For many, high school can be an extremely stressful period. Especially as you progress to Year 11 and 12, increased workload, more assessments and exams, pressure to do well as well as uncertainty about the future can make you feel overwhelmed, anxious and tired. Maintaining your health and wellbeing is your absolute number one priority which is also essential in supporting you to stay focused, motivated and prevent burnout. But how do you stay mentally and physically healthy while juggling school and other commitments? Below are some helpful things to practice and keep in mind.
- Set goals
Set goals for yourself. These are the things that you personally want to achieve. This can be short term goals (something you want to accomplish soon) or even long term goals (something you would like to gradually work towards to accomplish further into the future). Having goals for yourself is a good way to allow yourself to recognise any of your aspirations and hopes for the future and what you would like to achieve. This can help you to stay motivated by shifting your focus on to things that you prioritise or find valuable, whilst offering a roadmap to where you want to be.
- Eating healthy, drinking lots of water and exercising regularly
While this may be common sense, many tend to forget the importance of eating healthy, staying hydrated and exercising. From my personal experience, I was one of these people. But I took a step back and realised how important it was for me to alter my routine in order to make some time to stay physically active and healthy. After this change, I felt more motivated to study as I was in a better and healthier mental state. So remember to take care of yourself – this could be as simple as going on short walks for 10-20 minutes a day!
- Get enough sleep
Again, this is probably something you have heard millions of times. However, please do not discount the importance of sleep. You should be getting a minimum of 7-8 hours of sleep a day. PLEASE do not pull all-nighters everyday to study, especially the night before an exam. Your brain won’t be able to retain any information in the morning or even concentrate during the exam as you will be mentally exhausted and tired. No matter how much I felt unprepared for my exam, I would always force myself to go to bed early in order to get a minimum of 8 hours of sleep. On the day of my exam, I was in a better mindset to do my exam and just tried my best to do what I could. So please don’t feel the need to stay up super late and sacrifice your sleep to study – it isn’t worth it. You are probably putting yourself at risk of burnout even before you get the chance to take your exams.

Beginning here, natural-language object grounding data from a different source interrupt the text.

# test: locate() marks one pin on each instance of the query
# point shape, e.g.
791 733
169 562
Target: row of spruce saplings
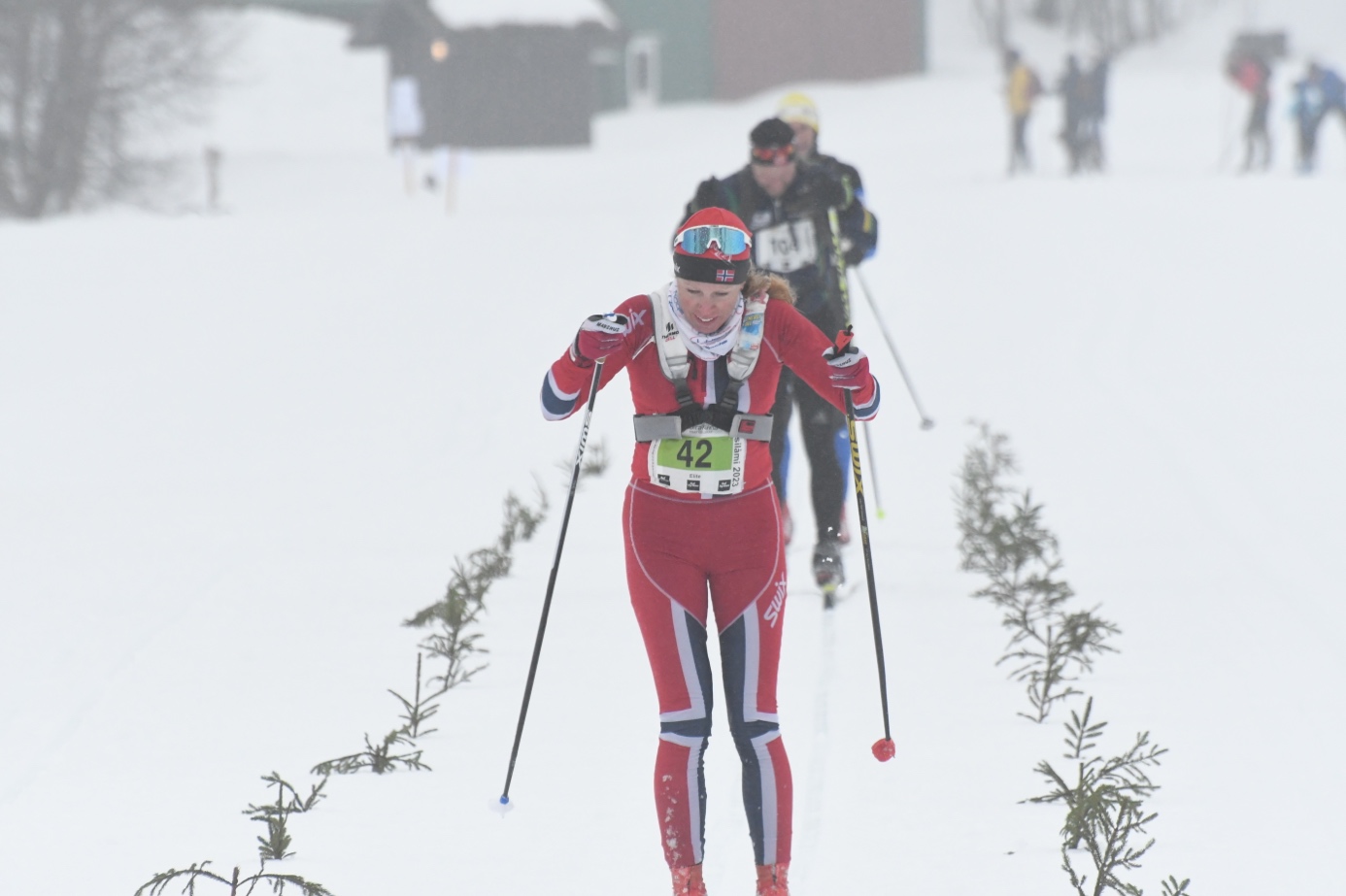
453 641
1052 645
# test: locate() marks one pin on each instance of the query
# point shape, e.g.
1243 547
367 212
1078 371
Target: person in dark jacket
858 238
785 203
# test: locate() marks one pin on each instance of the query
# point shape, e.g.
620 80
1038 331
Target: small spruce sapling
455 615
237 885
379 757
1001 536
418 711
275 846
1105 812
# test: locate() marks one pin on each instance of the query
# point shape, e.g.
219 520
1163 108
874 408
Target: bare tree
83 83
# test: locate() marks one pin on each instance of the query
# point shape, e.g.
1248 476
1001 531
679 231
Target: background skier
785 203
704 355
858 240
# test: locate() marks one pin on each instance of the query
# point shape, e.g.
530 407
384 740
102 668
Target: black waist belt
753 427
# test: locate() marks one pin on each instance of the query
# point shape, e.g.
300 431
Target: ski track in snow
239 449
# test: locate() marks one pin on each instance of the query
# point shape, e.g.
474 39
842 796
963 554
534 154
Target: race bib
705 460
787 247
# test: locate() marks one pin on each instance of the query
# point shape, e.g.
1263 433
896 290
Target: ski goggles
694 241
773 155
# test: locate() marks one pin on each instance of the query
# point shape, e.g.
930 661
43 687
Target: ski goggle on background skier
694 241
773 155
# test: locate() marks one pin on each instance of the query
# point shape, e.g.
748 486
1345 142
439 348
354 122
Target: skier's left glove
599 337
850 366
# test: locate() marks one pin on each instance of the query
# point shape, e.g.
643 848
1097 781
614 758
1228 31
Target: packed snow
240 448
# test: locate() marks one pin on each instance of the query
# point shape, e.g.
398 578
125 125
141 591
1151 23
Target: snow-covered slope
239 449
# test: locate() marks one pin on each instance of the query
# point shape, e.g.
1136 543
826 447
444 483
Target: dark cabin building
492 73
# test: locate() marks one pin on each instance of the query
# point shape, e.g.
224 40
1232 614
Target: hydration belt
673 359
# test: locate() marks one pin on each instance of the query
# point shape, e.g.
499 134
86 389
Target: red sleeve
799 345
565 387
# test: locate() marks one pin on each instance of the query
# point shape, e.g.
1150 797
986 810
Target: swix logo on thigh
773 610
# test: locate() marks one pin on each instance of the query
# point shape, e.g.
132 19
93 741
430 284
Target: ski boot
826 569
771 880
687 880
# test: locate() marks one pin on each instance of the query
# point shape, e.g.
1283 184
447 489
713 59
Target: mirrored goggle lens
697 240
773 155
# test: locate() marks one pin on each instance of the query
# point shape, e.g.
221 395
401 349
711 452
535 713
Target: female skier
704 354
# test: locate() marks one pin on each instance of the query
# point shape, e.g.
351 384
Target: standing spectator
858 238
1094 112
785 203
1252 74
1022 90
1307 109
1073 100
1331 87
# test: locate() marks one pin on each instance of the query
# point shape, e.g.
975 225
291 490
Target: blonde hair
774 285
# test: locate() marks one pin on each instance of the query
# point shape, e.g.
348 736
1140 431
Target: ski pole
874 471
882 749
551 581
925 418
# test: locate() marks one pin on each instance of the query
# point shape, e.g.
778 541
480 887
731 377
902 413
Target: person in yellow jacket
1022 90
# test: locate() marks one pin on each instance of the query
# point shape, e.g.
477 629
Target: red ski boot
773 880
687 880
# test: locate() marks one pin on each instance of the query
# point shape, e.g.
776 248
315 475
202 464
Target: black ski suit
791 236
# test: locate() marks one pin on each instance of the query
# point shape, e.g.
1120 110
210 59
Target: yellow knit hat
795 108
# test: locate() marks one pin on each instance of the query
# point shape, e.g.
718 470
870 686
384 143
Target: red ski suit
688 554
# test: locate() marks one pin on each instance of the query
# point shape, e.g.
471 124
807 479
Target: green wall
686 51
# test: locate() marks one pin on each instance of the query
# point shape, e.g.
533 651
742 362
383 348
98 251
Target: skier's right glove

- Take breaks and having a schedule/plan
Alongside getting enough sleep, it is so important for you to take frequent breaks in between when studying or completing homework. Try to avoid studying in one go such as for 3 hours with no breaks – obviously this isn’t effective and can lead to burnout very quickly. Generally, my study routine consists of me studying for 1 hour blocks with 10-15 minute breaks in between and this works really well for me personally. Many students also use the ‘Pomodoro Technique’ which involves studying for 25 minute chunks with 5-10 minutes in between. Try to figure out what works best for you. Having a schedule or plan is also useful to help you stay on track and focused.
- Make time for other activities outside of school
Remember to make some time to engage in other activities that you enjoy. It is so important to maintain a balance between schoolwork and your personal life in order to avoid burnout. By taking a break from school and spending your time participating in leisure activities or things that you enjoy, you may also feel more motivated to continue with studying the next day.
- Choose one study-free day for the week
Having at least one whole day of the week where I didn’t study at all was something that was so helpful for me to stay motivated and avoid burnout. I highly recommend doing this. Choose any day of the week (most likely a Saturday or Sunday) where you do absolutely nothing related to school. While yes, you may have a lot of school work to do or catch up on, remember that your mental health and wellbeing is your number one priority so don’t feel guilty if you don’t study at all for one whole day.
- Ask for help when you need it
If you are struggling to cope with school and are feeling overwhelmed or burnout, please don’t be afraid to ask for help! Talking to someone who you trust can provide you with an outlet to express your feelings and emotions. Someone may be able to support you to find solutions or ways to manage your problem such as stress. Remember that you are not alone – many other students are probably experiencing what you are going through.